Forever Chemicals Are Leaking from Arctic Ice and Affecting Native Species
We've known for years that global warming is causing the Arctic's ice caps to melt — but it's releasing forever chemicals into the environment.
For several decades now, we've been painfully aware that the Arctic's ice caps are rapidly deteriorating, as a result of global warming. But a new study shows that as the Arctic's ice melts, it's unleashing high concentrations of PFAS or "forever chemicals" into the environment — though the chemicals aren't stored there naturally. So why is this happening, and what does this mean for the planet?
"The changing nature of sea ice, with earlier and erratic periods of thaw, could be altering the processing and release of pollutants alongside key nutrients, which in turn affects biota at the base of the marine food web," Lancaster University chemist, Crispin Halsall, told Science Alert.
How did forever chemicals end up in the Arctic's ice?
Forever chemicals can be found in anything from textiles and carpeting, to cosmetics, to non-stick pans, to pizza boxes.

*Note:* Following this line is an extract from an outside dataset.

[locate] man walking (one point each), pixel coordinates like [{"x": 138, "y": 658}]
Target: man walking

Long after the remnants of these products biodegrade, though, the chemicals effectively live "forever." So, how did they end up in such an unpopulated part of the world as the Arctic? Basically, manufacturing sites have been releasing them into the atmosphere, and they were carried by wind from populated regions. Some also arrive via snowfall, according to Science Alert.

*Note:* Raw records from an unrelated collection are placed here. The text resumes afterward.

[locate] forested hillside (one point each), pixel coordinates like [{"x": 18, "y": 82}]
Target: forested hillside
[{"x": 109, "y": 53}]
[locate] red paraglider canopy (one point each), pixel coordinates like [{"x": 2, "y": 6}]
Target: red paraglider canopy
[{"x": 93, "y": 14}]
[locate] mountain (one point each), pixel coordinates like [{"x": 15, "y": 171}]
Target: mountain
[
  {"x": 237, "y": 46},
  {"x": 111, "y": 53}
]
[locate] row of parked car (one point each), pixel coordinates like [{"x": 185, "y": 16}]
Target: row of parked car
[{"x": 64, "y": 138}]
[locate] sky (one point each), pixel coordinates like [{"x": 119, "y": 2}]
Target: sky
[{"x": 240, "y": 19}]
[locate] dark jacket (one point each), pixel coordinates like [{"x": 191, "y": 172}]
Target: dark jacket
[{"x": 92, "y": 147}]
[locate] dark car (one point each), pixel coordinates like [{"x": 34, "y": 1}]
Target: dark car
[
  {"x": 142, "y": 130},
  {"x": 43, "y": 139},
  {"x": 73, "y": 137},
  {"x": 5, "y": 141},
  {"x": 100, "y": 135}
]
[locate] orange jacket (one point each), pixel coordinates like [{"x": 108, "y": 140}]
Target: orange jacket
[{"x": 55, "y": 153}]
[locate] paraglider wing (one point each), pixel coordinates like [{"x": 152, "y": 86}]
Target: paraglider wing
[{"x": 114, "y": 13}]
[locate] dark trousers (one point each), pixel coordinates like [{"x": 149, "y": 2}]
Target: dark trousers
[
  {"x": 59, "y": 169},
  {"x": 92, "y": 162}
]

Researchers also found that brinier water fosters a better environment for forever chemicals to accumulate. That water in the Arctic has higher concentrations of saline, because it's constantly melting and refreezing. The chemicals are then stored in the ice when it refreezes, and leak into the sea water as the ice melts. Smaller organisms then come in contact with the ice and affected seawater, and are released into "general circulation," affecting the rest of the food chain.
Scientists are now calling for increased restrictions on forever chemicals, and for more research on the matter.
"More controlled experiments, together with careful observational studies in the field, are now required to understand these complex yet potentially important processes, particularly with regard to chemical exposure to organisms at the base of the marine food web," they said in a statement, per Science Alert.
How does this affect the Arctic?
Research has shown that chemicals are affecting the Arctic's ecosystem, according to The Daily Mail. Evidence shows that chemicals are taking a toll on animals the same way in which they affect people — by disrupting the hormone systems of polar bears, as well as algae, zooplankton, fish, shrimp, seals, and seabirds. These chemicals, which disrupt the endocrine system, can cause health issues such as cancer.
Scientific American muses that the accumulation of forever chemicals probably won't stop at the Arctic — if they've built over time to this degree, they are likely becoming increasingly prevalent worldwide. Though many are aware the health effects of forever chemicals are negative, they aren't fully known.
“We knew, in theory, it was going to happen. But we didn’t know to what extent it was happening in the real environment,” assistant York University Professor, Cora Young, told SA.
Needless to say, we'll have to find a way to fix this — or our ecosystems could sustain eternal damage.